SCANDALE - En 1979, le "Canard Enchaîné" révèle que Valéry Giscard d'Estaing a reçu des années auparavant du président centrafricain Jean Bedel Bokassa une plaquette de trente carats de diamants. Le scandale tourne en affaire d'État jusqu'à la présidentielle de 1981.
"Il faut laisser les choses basses mourir de leur propre poison". Quand il prend la parole en cette fin du mois de novembre 1979 sur Antenne 2, Valéry Giscard d'Estaing est encore convaincu que ce qui n'est pas encore "l'affaire des diamants de Bokassa" va doucement s'éteindre. Las, le scoop du Canard Enchaîné va empoisonner les derniers mois du mandat du président. Et, pour beaucoup, lui coûter sa réélection en 1981.
Retour en 1979. À l'époque, les relations entre Jean-Bedel Bokassa – qui avait pris le pouvoir en 1965 en Centrafrique avant de se faire sacrer "empereur" deux ans plus tard – et VGE sont électriques. Devenu infréquentable après le massacre de plusieurs dizaines d'étudiants qui protestent contre l'instauration du port obligatoire de l'uniforme, Bokassa cherche alors à se détacher du soutien de Paris, l'ancienne puissance coloniale. Après avoir clamé sa volonté de doter son pays de l’arme atomique, il tente de se rapprocher du colonel Mouammar Kadhafi, le dictateur libyen. C'en est trop pour Paris, qui enclenche une opération destinée à renverser son allié. Dans la nuit du 20 septembre, alors que l'empereur est en voyage à l’étranger, un commando appartenant au service action du SDECE, l’ancêtre de la DGSE (le renseignement extérieur), prend le contrôle de l'aéroport international de Bangui M'poko.

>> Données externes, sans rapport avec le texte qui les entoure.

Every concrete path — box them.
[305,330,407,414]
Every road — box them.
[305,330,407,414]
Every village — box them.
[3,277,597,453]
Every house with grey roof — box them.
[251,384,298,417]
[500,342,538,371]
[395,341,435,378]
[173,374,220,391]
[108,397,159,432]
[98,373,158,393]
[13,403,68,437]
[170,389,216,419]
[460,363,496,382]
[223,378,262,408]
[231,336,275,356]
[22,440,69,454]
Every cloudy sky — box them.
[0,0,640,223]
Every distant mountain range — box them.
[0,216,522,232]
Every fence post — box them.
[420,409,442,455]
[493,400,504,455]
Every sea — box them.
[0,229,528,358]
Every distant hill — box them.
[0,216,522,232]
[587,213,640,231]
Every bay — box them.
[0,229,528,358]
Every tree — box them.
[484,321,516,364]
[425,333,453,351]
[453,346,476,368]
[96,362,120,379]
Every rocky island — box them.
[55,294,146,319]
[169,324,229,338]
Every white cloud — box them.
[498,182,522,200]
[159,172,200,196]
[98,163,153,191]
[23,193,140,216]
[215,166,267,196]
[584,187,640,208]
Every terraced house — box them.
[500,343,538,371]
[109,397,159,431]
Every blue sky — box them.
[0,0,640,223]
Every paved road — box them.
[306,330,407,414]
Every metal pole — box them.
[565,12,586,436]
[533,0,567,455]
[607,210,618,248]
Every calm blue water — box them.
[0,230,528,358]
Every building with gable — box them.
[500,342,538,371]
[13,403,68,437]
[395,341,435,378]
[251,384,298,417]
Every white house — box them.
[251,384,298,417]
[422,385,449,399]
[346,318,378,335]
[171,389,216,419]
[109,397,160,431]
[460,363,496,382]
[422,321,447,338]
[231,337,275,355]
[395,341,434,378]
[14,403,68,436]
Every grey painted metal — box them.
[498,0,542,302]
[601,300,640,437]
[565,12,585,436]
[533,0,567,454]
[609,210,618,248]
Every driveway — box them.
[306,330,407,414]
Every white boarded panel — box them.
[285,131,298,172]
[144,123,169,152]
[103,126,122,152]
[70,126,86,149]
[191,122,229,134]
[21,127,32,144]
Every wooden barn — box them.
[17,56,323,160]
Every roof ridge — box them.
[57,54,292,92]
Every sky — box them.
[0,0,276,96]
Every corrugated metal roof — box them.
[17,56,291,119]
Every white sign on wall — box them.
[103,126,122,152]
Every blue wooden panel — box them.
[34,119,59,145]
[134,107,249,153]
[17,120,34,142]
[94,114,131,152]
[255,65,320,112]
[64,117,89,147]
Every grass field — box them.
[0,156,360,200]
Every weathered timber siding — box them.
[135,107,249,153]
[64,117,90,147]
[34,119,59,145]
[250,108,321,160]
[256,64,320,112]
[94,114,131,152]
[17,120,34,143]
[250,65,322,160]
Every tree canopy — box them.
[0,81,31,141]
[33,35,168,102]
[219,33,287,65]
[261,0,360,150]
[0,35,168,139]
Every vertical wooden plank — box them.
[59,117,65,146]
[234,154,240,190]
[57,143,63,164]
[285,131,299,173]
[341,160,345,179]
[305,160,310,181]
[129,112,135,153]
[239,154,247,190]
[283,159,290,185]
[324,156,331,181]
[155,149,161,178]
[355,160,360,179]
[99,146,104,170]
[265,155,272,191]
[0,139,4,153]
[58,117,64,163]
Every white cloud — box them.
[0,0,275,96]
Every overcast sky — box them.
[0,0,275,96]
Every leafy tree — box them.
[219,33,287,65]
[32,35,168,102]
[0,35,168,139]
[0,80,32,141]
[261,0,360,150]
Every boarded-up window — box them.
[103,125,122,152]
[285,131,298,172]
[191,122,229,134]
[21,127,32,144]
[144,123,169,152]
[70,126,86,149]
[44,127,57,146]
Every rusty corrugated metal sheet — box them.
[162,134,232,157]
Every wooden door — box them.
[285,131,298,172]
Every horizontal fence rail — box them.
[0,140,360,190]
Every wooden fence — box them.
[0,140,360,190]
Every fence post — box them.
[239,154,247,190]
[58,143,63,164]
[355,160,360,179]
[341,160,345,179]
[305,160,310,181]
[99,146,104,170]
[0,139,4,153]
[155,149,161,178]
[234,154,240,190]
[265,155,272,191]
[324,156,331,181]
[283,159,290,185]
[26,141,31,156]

Un mois plus tard, l'affaire des diamants éclate.
Des diamants remis "à quatre reprises au couple présidentiel"
Le 10 octobre 1979, l'hebdomadaire satirique écrit que "VGE", alors ministre des Finances, a reçu en 1973 du président Bokassa une plaquette de trente carats de diamants. Au fil des semaines, le Canard égrène ses informations : la semaine suivante, il affirme que la valeur de la plaquette est de 1 million de francs et précise que d'autres diamants lui ont été offerts à l'occasion de ses déplacements à Bangui, entre 1970 et 1975. Après avoir ignoré la polémique, le président s'exprime le 27 novembre, opposant un "démenti catégorique et méprisant" aux allégations concernant la valeur des cadeaux qu'il aurait reçus.
L'hebdomadaire, lui, relance l'affaire un an plus tard : le 16 septembre 1980, en publiant un entretien téléphonique avec l'ancien empereur centrafricain Jean Bedel Bokassa, déposé de son trône le 20 septembre 1979. Il affirme "avoir remis à quatre reprises des diamants au couple présidentiel. Vous ne pouvez pas imaginer ce que j'ai remis à cette famille-là".
Je règle mes comptes avec ceux qui ont provoqué ma chute
Jean Bedel Bokassa
Le 10 mars 1981, VGE déclare à la télévision qu'il "n'y a aucun mystère dans l'affaire des diamants" et que "le produit de ces cadeaux a été versé à des œuvres humanitaires centrafricaines". Il précise que les diamants ont été vendus "au profit de la Croix-rouge centrafricaine, d'une maternité, d'une pouponnière et d'une mission". Selon Le Point du 22 mars 1981, qui a consulté la comptabilité des cadeaux officiels à l’Élysée, les diamants ont en effet été vendus pour une somme de 114.977 francs remise à des œuvres de bienfaisance centrafricaines.
Dans une interview au Washington Post du 8 mai 1981, l'empereur déchu réaffirme avoir offert des diamants à VGE, en présence de témoins, à quatre occasions en huit ans. Contrairement aux indications du président français, pour qui les diamants reçus n'étaient que de petites pierres, Bokassa affirme lui avoir offert des diamants de 10 à 20 carats. Il soutient également avoir offert à la famille Giscard d'Estaing, dont deux cousins, plus de diamants qu'à n'importe qui d'autre. "Je les ai gâtés", déclare-t-il, ajoutant : "Ils sont pourris". Bokassa reconnait accorder cette interview, à la veille du second tour de l'élection présidentielle, dans le but d'empêcher la réélection de VGE. Avant de glisser : "Je règle mes comptes avec ceux qui ont provoqué ma chute". Le 10 mai, François Mitterrand l'emporte.